How a line learns to say yes or no. Squash a weighted sum into a probability, derive the loss from maximum likelihood, and meet the update rule that — astonishingly — is identical to linear regression's. The doorway from regression to all of classification.
In the last lesson you predicted a house's price — a continuous number that could be anything from $200k to $540k. Now a different kind of question: an email arrives. Is it spam? The answer isn't a number on a sliding scale. It's a verdict: yes or no. 1 or 0.
This is classification — predicting which of a small set of categories an input belongs to. Spam vs. not-spam. Tumor vs. benign. Fraud vs. legitimate. The target y is no longer a real number; it's a label, here y ∈ {0, 1}. By convention we call y = 1 the positive class and y = 0 the negative class (the names are just labels — "positive" doesn't mean "good," it means "the thing we're detecting").
Here's the tempting shortcut: we already know how to fit a line. Why not just run linear regression on the 0/1 labels and call it spam if the prediction is above 0.5? Let's try exactly that and watch it fall apart — because the way it fails tells us precisely what we need to fix.

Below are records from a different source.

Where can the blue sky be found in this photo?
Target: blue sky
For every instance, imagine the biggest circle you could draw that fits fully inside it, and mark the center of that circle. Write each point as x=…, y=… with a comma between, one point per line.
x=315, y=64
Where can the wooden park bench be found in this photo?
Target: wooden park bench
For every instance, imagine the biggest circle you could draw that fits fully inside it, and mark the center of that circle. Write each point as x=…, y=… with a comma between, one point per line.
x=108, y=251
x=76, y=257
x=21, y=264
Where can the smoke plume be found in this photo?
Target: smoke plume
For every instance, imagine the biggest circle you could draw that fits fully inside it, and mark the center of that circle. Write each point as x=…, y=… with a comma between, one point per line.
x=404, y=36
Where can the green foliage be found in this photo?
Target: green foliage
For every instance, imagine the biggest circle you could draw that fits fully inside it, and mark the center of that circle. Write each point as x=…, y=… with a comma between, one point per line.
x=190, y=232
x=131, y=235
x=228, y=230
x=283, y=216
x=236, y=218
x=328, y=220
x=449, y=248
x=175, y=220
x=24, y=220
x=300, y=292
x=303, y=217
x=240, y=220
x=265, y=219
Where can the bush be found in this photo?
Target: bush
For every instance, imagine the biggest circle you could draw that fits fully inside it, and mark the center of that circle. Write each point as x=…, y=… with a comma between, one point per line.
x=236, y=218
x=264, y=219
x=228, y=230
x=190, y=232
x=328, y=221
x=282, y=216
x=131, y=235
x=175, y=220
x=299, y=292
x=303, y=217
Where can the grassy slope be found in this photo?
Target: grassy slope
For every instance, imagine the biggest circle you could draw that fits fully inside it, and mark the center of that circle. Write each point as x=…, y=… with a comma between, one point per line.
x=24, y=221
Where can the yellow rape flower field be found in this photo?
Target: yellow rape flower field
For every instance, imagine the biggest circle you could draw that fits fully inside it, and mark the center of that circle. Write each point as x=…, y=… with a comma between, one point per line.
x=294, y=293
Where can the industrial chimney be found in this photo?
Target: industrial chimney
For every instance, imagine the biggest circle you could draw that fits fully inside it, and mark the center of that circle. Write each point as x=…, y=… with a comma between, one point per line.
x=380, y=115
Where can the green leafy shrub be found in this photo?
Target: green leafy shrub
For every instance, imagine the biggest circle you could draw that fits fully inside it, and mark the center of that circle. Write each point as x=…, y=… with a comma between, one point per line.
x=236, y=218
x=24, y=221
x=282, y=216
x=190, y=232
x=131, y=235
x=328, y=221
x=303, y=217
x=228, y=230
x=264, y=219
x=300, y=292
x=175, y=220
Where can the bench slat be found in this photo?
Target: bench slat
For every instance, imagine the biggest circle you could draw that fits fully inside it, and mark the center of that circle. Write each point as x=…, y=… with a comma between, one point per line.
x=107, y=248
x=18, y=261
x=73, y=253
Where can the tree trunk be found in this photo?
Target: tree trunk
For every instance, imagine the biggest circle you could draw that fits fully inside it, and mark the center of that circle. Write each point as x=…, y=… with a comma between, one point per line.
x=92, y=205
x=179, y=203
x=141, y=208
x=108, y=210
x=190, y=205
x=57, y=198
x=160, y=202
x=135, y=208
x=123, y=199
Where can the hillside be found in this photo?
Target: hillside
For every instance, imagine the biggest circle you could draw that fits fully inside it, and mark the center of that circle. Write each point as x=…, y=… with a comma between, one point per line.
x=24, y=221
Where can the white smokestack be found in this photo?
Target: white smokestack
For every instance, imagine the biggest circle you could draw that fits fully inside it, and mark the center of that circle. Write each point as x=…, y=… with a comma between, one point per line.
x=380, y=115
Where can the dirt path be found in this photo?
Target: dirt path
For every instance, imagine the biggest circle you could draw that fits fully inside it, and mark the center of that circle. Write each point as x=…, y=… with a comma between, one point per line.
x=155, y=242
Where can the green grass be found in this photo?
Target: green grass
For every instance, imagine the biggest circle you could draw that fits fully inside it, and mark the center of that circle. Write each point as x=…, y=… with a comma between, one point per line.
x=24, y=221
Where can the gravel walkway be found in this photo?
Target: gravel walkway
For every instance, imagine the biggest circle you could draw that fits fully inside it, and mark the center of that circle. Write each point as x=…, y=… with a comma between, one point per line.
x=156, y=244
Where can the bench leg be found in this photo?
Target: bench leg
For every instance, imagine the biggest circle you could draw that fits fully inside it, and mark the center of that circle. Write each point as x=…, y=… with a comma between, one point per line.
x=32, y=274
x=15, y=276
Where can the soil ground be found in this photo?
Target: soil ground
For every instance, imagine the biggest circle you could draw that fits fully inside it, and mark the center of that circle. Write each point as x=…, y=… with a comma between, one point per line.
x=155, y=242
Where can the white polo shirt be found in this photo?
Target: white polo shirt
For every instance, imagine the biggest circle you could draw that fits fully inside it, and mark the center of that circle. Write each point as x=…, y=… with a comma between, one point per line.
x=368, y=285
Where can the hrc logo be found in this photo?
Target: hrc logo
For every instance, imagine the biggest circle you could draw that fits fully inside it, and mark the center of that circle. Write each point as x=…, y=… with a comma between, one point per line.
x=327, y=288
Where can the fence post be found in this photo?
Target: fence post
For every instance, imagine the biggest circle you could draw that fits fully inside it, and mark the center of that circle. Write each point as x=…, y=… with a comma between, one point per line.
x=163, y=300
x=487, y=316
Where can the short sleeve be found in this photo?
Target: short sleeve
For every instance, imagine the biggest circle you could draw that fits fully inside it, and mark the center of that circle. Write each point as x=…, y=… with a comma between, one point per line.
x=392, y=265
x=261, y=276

Each dot is an email: position = some feature (say, count of the word "free"), height = its label (0 = not spam at the bottom, 1 = spam at the top). The straight line is linear regression's best fit. Drag the far-right point rightward — a single obvious-spam email far out — and watch the line tilt, dragging its 0.5 crossing the wrong way and misclassifying points it had right before.
Two things just broke, and both are fatal:
The fix, in one sentence: instead of letting the line's output fly off to ±∞, squash it through an S-shaped function that gently saturates at 0 and 1. That function is the sigmoid, and bolting it onto our linear model turns "predict a number" into "predict a probability." That single change — plus a loss derived from maximum likelihood — is the whole of logistic regression, the workhorse classifier behind credit scoring, medical diagnosis, ad click prediction, and the final layer of countless neural networks.
We need a function that takes any real number — the unbounded score θTx from our linear model — and gently bends it into the range (0, 1). It should map large positive scores near 1 ("definitely spam"), large negative scores near 0 ("definitely not"), and a score of 0 to exactly 0.5 ("a coin flip"). The function that does this, and does it most naturally, is the logistic function, also called the sigmoid (Greek for "S-shaped"):
Let's sanity-check its behavior by plugging in three values. The whole function lives or dies on the term e−z in the denominator:
# z = 0: e⁻⁰ = 1 → g = 1/(1+1) = 0.5 (maximum uncertainty) # z = +5: e⁻⁵ ≈ 0.0067 → g = 1/1.0067 ≈ 0.993 (almost certainly class 1) # z = −5: e⁻⁽⁻⁵⁾ = e⁵ ≈ 148 → g = 1/149 ≈ 0.0067 (almost certainly class 0)
As z → +∞, e−z → 0 so g → 1. As z → −∞, e−z → ∞ so g → 0. And it passes smoothly through 0.5 at z = 0. No matter how extreme the input, the output is trapped in (0, 1) — exactly the leash we needed. Our hypothesis becomes the linear score, squashed:
We keep every convention from linear regression — including the bias trick x0 = 1, so θTx = θ0 + θ1x1 + …. The only change is wrapping that weighted sum in g. Everything you learned about θTx as a dot product still holds; we've just added a final squash.
The S-curve is g(z). Move the input z slider to see the marker ride the curve toward 0 or 1. Then change the weight magnitude — bigger weights make the transition steeper (more decisive, sharper boundary); near-zero weights flatten it toward a constant 0.5 (the model "shrugs").
We'll need the derivative of g for training (next chapters). It has a famously beautiful form — the sigmoid's slope can be written entirely in terms of the sigmoid's own value. Let's derive it, every step, because the result is what makes the logistic update rule come out so simply:
So g′(z) = g(z)(1 − g(z)). The slope of the sigmoid at any point is its output times one-minus-its-output. It's biggest (= 0.25) at z = 0 where g = 0.5, and vanishes toward the flat tails where g is near 0 or 1. Remember this identity — it's the hinge that, in Chapter 4, collapses a scary-looking gradient into the elegant (y − h)x.
Now the geometry. With two features x1, x2 (say "count of the word free" and "count of links"), every email is a point in a 2D plane. The model h(x) = g(θ0 + θ1x1 + θ2x2) assigns each point a probability. Where does it switch from "probably not spam" to "probably spam"? Exactly where the probability crosses 0.5 — and we showed g(z) = 0.5 precisely when z = 0. So the decision boundary is the set of points where
That's the equation of a straight line (in higher dimensions, a flat hyperplane). On one side θTx > 0 so h > 0.5 → predict class 1; on the other side θTx < 0 so h < 0.5 → predict class 0. This is the key picture: logistic regression carves the feature space with a straight cut, and the sigmoid paints a smooth probability gradient that's steepest right at the cut and saturates as you move away from it.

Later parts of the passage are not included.